Шрифт:
Закладка:
Нет, он не был в ту пору молодым человеком, восемнадцати- или девятнадцатилетним, ему было тридцать два, он уже пожил, что называется, поездил, повидал, подумал, много и тяжело поработал, два года всего назад закончил институт. В жизни ему приходилось заниматься разным, чаще всего это был физический труд, позже — учеба, но никогда он даже и не помышлял о том, что станет писать, до сих пор не может понять и объяснить, как случилось такое — и на тридцать втором году от рождения.
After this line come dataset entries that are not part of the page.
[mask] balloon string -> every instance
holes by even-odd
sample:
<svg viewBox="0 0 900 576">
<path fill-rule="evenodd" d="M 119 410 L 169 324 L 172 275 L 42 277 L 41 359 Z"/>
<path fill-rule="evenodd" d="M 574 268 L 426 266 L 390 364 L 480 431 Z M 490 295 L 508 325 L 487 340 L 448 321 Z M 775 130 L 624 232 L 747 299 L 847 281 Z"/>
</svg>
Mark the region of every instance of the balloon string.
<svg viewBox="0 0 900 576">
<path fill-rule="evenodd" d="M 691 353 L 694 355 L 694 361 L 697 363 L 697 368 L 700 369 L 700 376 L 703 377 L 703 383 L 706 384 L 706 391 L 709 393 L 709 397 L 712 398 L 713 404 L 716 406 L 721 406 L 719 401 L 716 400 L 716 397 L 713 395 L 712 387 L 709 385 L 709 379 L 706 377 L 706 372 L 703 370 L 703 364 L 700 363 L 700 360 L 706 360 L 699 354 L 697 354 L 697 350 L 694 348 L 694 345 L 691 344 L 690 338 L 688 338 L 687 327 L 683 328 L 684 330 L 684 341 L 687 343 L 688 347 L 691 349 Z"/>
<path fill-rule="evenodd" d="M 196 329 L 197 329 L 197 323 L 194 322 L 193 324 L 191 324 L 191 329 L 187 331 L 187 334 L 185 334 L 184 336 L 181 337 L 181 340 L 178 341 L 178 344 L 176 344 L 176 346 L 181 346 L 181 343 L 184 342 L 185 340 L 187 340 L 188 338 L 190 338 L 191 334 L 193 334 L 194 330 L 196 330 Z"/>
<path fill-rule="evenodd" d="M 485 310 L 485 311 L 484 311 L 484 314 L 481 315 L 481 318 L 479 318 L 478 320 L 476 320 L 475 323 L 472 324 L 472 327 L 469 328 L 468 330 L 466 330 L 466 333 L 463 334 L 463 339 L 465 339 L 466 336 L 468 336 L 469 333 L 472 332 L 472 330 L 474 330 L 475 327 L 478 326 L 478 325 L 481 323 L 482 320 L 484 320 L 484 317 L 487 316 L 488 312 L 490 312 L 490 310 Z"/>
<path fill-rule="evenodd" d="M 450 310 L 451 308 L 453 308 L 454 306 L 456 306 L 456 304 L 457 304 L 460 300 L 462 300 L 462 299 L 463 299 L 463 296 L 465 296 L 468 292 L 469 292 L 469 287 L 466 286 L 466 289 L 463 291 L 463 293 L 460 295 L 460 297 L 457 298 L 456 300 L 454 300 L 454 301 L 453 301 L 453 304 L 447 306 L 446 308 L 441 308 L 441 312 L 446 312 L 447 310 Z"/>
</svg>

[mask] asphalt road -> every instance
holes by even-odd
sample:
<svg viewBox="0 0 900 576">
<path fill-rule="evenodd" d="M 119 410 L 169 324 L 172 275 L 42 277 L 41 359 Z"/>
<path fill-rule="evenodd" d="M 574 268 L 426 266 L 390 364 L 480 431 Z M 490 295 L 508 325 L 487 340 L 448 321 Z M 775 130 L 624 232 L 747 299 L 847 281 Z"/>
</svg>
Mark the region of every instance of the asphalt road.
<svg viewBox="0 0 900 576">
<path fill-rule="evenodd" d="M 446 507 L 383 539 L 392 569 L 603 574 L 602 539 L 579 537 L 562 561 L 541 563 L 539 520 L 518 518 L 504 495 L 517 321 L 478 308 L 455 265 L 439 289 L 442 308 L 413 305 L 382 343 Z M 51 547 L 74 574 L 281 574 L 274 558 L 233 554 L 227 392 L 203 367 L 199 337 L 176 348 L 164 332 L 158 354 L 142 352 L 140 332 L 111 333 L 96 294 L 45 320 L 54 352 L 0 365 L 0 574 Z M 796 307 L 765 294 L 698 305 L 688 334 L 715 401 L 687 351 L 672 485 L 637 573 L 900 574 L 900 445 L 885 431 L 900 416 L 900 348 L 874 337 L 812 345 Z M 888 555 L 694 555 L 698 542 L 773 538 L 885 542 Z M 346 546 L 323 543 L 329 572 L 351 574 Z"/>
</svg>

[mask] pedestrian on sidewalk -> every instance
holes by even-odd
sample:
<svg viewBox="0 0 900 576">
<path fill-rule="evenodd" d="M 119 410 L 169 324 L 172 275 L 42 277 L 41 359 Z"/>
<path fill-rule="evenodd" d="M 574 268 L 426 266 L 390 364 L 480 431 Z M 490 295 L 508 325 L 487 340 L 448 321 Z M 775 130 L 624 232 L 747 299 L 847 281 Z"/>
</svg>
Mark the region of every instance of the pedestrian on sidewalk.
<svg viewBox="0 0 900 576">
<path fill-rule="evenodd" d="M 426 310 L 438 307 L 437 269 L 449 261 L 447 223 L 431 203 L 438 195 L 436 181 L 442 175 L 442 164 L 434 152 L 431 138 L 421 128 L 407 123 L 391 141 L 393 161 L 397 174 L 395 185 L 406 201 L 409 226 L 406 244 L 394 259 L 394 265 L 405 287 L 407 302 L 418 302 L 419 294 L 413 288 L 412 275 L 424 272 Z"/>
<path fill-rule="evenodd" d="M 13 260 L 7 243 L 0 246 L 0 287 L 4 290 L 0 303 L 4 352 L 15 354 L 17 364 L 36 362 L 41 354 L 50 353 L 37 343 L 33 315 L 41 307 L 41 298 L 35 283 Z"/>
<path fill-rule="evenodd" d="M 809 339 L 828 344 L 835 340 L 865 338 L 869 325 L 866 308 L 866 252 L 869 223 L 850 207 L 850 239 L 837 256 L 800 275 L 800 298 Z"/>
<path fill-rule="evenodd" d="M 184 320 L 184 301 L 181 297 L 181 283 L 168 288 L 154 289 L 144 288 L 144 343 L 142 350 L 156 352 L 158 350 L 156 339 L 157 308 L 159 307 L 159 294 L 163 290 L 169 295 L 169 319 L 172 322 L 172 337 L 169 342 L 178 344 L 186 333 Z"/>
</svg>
Это произошло само собой, как, бывает, начинает говорить немой, потому не следовало противиться, он и не стал противиться, сдерживать слова. И хотя не был он по природе своей ни позером, ни фанфароном, ни честолюбцем, многому в жизни знал цену, но состояние это, не совсем обычное, взбудоражило его, ненадолго правда, пока не понял он, что такое на самом деле представляет собой труд литератора, и новая среда, в которой он оказался, и отношения в этой среде. И что такое журналы, а еще — издательства.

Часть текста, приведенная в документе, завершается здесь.